The arrival of generative-AI tools has introduced a voracious new consumer of writing. Large language models, or LLMs, are trained on massive troves of material—nearly the entire internet in some cases. They digest these data into an immeasurably complex network of probabilities, which enables them to synthesize seemingly new and intelligently created material; to write code, summarize documents, and answer direct questions in ways that can appear human.

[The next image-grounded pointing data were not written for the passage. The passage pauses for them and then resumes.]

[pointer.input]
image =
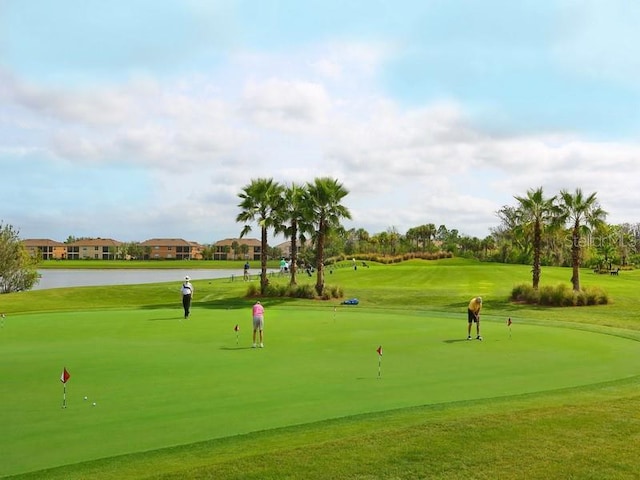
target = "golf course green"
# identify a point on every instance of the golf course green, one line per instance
(143, 379)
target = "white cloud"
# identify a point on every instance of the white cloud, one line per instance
(200, 139)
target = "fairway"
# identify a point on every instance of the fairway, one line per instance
(160, 381)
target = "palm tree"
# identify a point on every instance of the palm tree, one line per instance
(580, 213)
(322, 200)
(535, 213)
(261, 199)
(292, 222)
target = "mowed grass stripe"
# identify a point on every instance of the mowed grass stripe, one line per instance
(160, 381)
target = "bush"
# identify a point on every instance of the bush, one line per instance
(559, 296)
(298, 291)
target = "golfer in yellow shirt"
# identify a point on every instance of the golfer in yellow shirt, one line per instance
(473, 316)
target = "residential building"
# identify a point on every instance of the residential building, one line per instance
(45, 248)
(171, 249)
(94, 249)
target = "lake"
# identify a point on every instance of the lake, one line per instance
(85, 278)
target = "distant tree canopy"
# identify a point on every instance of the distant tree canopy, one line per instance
(17, 268)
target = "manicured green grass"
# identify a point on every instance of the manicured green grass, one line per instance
(561, 385)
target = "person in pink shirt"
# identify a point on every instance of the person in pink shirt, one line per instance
(258, 323)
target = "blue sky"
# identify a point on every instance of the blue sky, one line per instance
(140, 119)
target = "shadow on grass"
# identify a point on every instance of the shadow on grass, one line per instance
(164, 319)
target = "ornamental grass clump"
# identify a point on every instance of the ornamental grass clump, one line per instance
(559, 296)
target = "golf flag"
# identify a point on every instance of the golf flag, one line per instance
(379, 350)
(64, 377)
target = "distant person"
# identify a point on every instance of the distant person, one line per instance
(187, 295)
(257, 313)
(246, 270)
(473, 316)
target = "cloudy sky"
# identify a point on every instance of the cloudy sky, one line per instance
(133, 119)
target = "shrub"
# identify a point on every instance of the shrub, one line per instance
(559, 296)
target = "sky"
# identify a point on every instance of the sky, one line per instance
(139, 119)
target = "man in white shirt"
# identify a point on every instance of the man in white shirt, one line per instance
(187, 295)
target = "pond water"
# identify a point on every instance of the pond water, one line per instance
(85, 278)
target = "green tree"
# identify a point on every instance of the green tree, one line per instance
(323, 200)
(260, 200)
(580, 213)
(18, 269)
(534, 214)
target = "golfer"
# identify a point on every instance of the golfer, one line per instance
(473, 316)
(258, 323)
(187, 295)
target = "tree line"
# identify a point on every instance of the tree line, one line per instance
(566, 229)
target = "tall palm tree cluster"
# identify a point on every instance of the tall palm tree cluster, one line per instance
(300, 212)
(536, 214)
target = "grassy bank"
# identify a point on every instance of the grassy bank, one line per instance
(555, 396)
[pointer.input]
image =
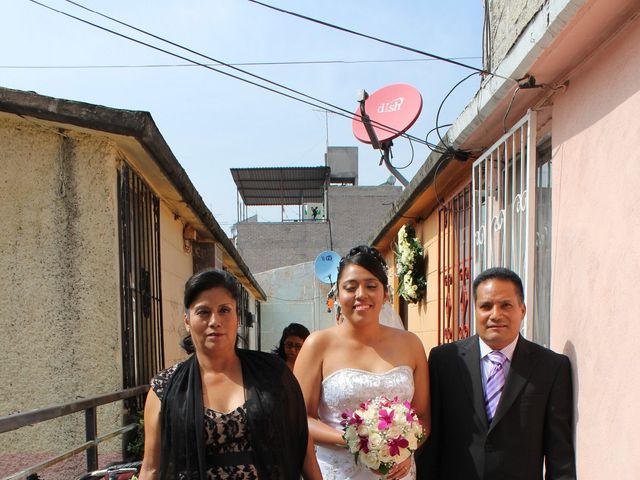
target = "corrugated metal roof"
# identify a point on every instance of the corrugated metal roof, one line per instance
(281, 185)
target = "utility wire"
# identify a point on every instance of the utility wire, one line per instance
(442, 103)
(235, 64)
(337, 110)
(386, 42)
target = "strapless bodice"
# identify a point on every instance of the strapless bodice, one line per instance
(345, 389)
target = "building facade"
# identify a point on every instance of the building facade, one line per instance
(102, 229)
(538, 174)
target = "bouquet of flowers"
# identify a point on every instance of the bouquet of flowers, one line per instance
(382, 432)
(410, 265)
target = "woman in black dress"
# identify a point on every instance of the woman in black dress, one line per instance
(224, 412)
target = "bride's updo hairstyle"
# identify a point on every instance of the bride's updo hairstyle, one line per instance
(368, 258)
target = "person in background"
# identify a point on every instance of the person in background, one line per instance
(293, 336)
(224, 412)
(502, 407)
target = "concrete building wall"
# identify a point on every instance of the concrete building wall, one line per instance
(59, 278)
(265, 246)
(353, 213)
(176, 268)
(356, 211)
(596, 260)
(294, 295)
(507, 20)
(426, 312)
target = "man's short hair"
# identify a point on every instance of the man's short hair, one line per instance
(501, 274)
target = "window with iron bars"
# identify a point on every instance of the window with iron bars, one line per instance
(454, 267)
(511, 184)
(140, 288)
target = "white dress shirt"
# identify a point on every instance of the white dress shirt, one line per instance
(485, 364)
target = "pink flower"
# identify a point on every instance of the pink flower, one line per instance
(386, 418)
(396, 444)
(364, 444)
(355, 419)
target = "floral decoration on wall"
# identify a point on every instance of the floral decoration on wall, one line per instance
(412, 282)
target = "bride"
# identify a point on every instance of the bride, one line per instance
(359, 359)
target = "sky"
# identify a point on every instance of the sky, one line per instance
(213, 122)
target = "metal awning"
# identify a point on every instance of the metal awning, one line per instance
(281, 185)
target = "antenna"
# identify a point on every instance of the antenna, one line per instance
(326, 266)
(385, 115)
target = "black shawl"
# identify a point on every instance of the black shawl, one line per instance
(275, 412)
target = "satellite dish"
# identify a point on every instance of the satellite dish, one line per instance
(326, 266)
(395, 106)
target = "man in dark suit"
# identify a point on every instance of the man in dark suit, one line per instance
(499, 416)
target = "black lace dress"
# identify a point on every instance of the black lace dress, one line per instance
(227, 438)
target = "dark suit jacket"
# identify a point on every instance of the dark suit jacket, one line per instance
(533, 421)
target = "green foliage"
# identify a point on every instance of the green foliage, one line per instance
(412, 282)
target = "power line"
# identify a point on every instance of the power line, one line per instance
(235, 64)
(336, 109)
(376, 39)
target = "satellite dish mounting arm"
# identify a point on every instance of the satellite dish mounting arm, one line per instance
(385, 147)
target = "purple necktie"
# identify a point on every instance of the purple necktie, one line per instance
(495, 383)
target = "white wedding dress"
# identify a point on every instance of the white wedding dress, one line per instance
(344, 390)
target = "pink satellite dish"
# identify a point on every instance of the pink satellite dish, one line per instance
(394, 106)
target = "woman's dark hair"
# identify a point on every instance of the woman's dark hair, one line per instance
(368, 258)
(291, 330)
(206, 280)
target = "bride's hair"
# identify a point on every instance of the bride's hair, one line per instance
(368, 258)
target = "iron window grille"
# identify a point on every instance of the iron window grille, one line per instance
(140, 287)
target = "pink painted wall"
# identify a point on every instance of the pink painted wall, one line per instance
(596, 263)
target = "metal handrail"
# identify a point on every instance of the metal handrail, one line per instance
(18, 420)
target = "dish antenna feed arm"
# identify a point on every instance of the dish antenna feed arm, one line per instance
(384, 147)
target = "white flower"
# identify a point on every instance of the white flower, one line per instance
(369, 460)
(375, 441)
(385, 455)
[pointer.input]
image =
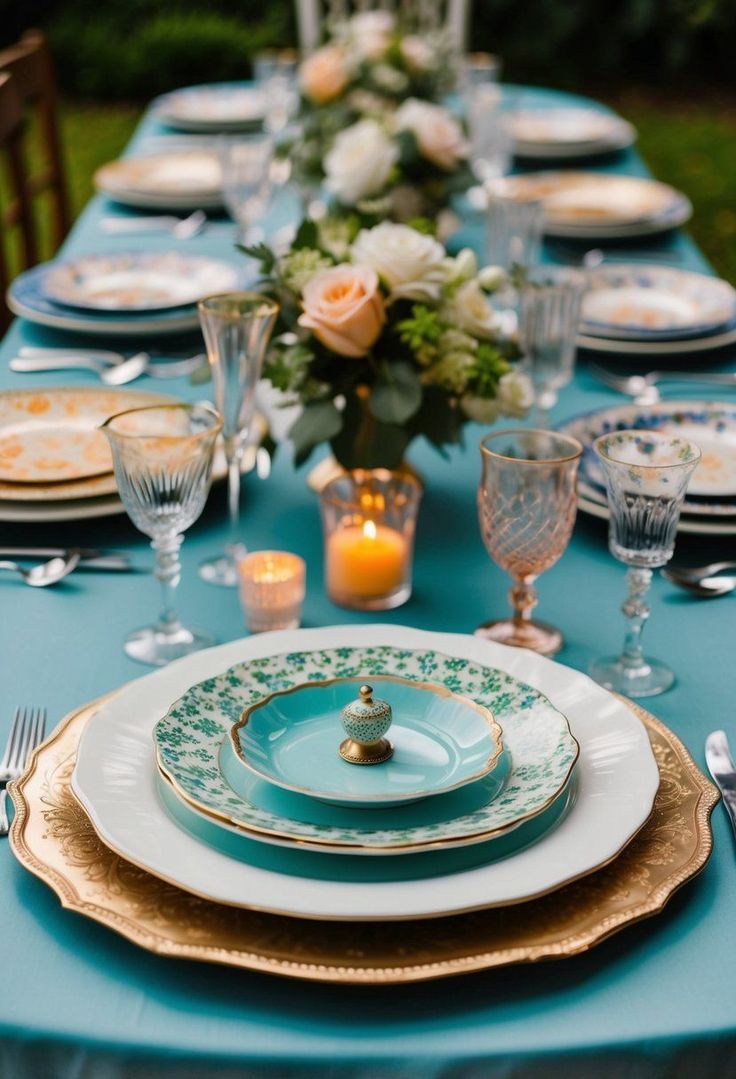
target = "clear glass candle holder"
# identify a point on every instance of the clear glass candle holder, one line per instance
(549, 314)
(646, 476)
(369, 519)
(513, 229)
(272, 589)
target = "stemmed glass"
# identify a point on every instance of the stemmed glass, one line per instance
(236, 328)
(246, 181)
(527, 507)
(548, 319)
(646, 476)
(163, 459)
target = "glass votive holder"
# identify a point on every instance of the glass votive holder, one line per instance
(272, 589)
(369, 517)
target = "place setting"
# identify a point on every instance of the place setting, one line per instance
(364, 466)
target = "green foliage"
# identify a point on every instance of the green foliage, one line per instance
(397, 393)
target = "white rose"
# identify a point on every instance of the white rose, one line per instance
(416, 52)
(515, 395)
(360, 162)
(514, 398)
(370, 33)
(409, 262)
(469, 311)
(438, 135)
(492, 277)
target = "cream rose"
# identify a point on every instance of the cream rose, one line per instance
(343, 309)
(360, 162)
(469, 311)
(409, 262)
(324, 74)
(439, 137)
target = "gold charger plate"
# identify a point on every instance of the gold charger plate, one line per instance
(53, 837)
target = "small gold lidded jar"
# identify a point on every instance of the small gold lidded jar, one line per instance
(366, 723)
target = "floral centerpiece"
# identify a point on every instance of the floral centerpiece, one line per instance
(372, 130)
(383, 338)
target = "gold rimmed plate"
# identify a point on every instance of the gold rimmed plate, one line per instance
(54, 838)
(441, 740)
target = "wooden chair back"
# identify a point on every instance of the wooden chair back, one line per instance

These LLMs have begun to disrupt the traditional relationship between writer and reader. Type how to fix broken headlight into a search engine, and it returns a list of links to websites and videos that explain the process. Ask an LLM the same thing and it will just tell you how to do it. Some consumers may see this as an improvement: Why wade through the process of following multiple links to find the answer you seek, when an LLM will neatly summarize the various relevant answers to your query? Tech companies have proposed that these conversational, personalized answers are the future of information-seeking. But this supposed convenience will ultimately come at a huge cost for all of us web users…

It will.

Bruce describes himself as a “public-interest technologist”. We need more like him.


Books, etc.

This looks interesting. Tyler Cohen — often a good judge of books — found it “wonderful, one of the best popular science books I’ve read in a long time”. He thought it “a very good introduction to debunking Richard Dawkins-like primacy of the gene stories, rather seeing genes as part of a broader, fairly flexible biological ecosystem”, and also good at “explaining just how much computation goes on in biological systems”.

Now on this autodidact’s reading list.


My commonplace booklet

If you think Marc Andreessen is Silicon Valley’s prime crackpot, then you ain’t seen anything yet. Don’t believe me? Well, try The Tech Baron Seeking to “Ethnically Cleanse” San Francisco in The New Republic for size.

It’s about Balaji Srinivasan, a flake of Cadbury proportions whom Andreessen has recently endorsed.

“Balaji has the highest rate of output per minute of good new ideas of anybody I’ve ever met,” wrote Marc Andreessen, co-founder of the V.C. firm Andreessen-Horowitz, in a blurb for Balaji’s 2022 book, The Network State: How to Start a New Country. The book outlines a plan for tech plutocrats to exit democracy and establish new sovereign territories.

He proposes to start small — with a tech-funded campaign to capture San Francisco’s government.

He envisages

a tech-governed city where citizens loyal to tech companies would form a new political tribe clad in gray t-shirts. “And if you see another Gray on the street … you do the nod,” he said, during a four-hour talk on the Moment of Zen podcast. “You’re a fellow Gray.”

The Grays’ shirts would feature “Bitcoin or Elon or other kinds of logos … Y Combinator is a good one for the city of San Francisco in particular.” Grays would also receive special ID cards providing access to exclusive, Gray-controlled sectors of the city. In addition, the Grays would make an alliance with the police department, funding weekly “policeman’s banquets” to win them over.

And at least some of the Silicon Valley crowd reportedly regard this fruitcake as a genius. Go figure.